The district court observed that it was undisputed that Ms. Horsey filed an administrative tort claim with HHS and that it was “denied” on November 4, 2013. It was also undisputed that HHS mailed a notice of denial of that claim to Ms. Horsey on the same date, November 4, 2013. Consequently, Ms. Horsey had until six (6) months after the date of mailing of the notice of final denial of her administrative claim—i.e., early May 2014—to file suit in accordance with § 2401(b). Because Ms. Horsey did not file suit until December 10, 2014, many months after the May 2014 deadline, the district court determined that the suit was not commenced timely.
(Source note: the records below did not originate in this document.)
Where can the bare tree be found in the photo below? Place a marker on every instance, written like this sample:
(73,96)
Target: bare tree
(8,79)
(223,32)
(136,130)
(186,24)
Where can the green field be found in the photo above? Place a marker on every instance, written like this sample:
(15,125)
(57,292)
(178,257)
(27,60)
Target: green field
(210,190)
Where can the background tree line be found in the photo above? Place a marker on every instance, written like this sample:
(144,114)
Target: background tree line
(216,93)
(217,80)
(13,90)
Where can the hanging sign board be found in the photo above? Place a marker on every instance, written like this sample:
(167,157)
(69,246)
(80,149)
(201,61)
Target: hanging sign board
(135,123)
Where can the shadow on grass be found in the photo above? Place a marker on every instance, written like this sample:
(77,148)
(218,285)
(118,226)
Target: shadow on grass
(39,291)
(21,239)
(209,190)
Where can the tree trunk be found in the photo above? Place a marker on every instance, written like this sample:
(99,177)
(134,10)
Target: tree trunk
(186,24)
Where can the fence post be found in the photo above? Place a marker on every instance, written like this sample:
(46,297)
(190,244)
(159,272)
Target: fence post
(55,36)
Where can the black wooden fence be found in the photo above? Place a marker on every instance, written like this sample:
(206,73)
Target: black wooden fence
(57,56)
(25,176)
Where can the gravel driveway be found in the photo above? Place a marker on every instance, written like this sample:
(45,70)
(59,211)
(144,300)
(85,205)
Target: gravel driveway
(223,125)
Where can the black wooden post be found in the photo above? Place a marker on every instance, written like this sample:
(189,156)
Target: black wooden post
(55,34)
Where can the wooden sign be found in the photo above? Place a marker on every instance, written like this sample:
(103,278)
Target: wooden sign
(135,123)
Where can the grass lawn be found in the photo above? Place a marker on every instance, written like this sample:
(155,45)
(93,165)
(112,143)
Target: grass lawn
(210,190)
Additionally, even if the suit were commenced timely, Ms. Horsey did not offer any support for her argument that an action is begun under the FTCA when a plaintiff files an administrative claim with a State agency. In its FTCA Memo, the Government cited a number of cases in which suits were dismissed where the plaintiffs failed to file complaints in federal court within six (6) months of the date of mailing of the final denial of their administrative claims. According to the district court, the plain meaning of the statutory text is that an “action is begun” when it is filed in court. The court found that Ms. Horsey offered no argument as to why the plain meaning of the statute was ambiguous, or why, if it were ambiguous, the court should interpret it any differently than it did in Raplee v. United States, PWG-13-01318 (Letter Order memorializing rulings made during a hearing in February 2014 and stating that “filing a claim with the [HCADRO] is a substantive precondition to commencing a suit in the U.S. District Court, but such a filing does not begin an ‘action’ for the purposes of the” FTCA). Accordingly, Ms. Horsey’s claims against the Government were dismissed for lack of subject matter jurisdiction because plaintiff’s “action” was not “begun” within six (6) months after the date of mailing of the Denial Notice, i.e., the denial of her administrative claim.

The court then directed its attention to Peninsula’s motion to dismiss for lack of subject matter jurisdiction, which asked the court to decline to exercise supplement jurisdiction over Ms. Horsey’s claims against it if the Court dismissed Ms. Horsey’s claims against the Government. Ms. Horsey did not oppose the Peninsula motion, “[i]n the event that the federal claims [we]re dismissed …,” but she asked that she “be afforded the opportunity to voluntarily dismiss her non-federal claims rather than have them dismissed by the Court.” Accordingly, the district court held the Peninsula motion in abeyance to permit Ms. Horsey to voluntarily dismiss her claims against Peninsula.

For these reasons, the district court granted the FTCA Motion, in part, and denied it, in part. The court dismissed Ms. Horsey’s claims against the United States of America, with prejudice, and denied as moot the request for dismissal of defendant Three Counties, contained within the FTCA Motion, in light of the Order granting the Government’s Consent Motion. Finally, the district court denied as moot the Transfer Motion in light of the reassignment of the case to federal district court.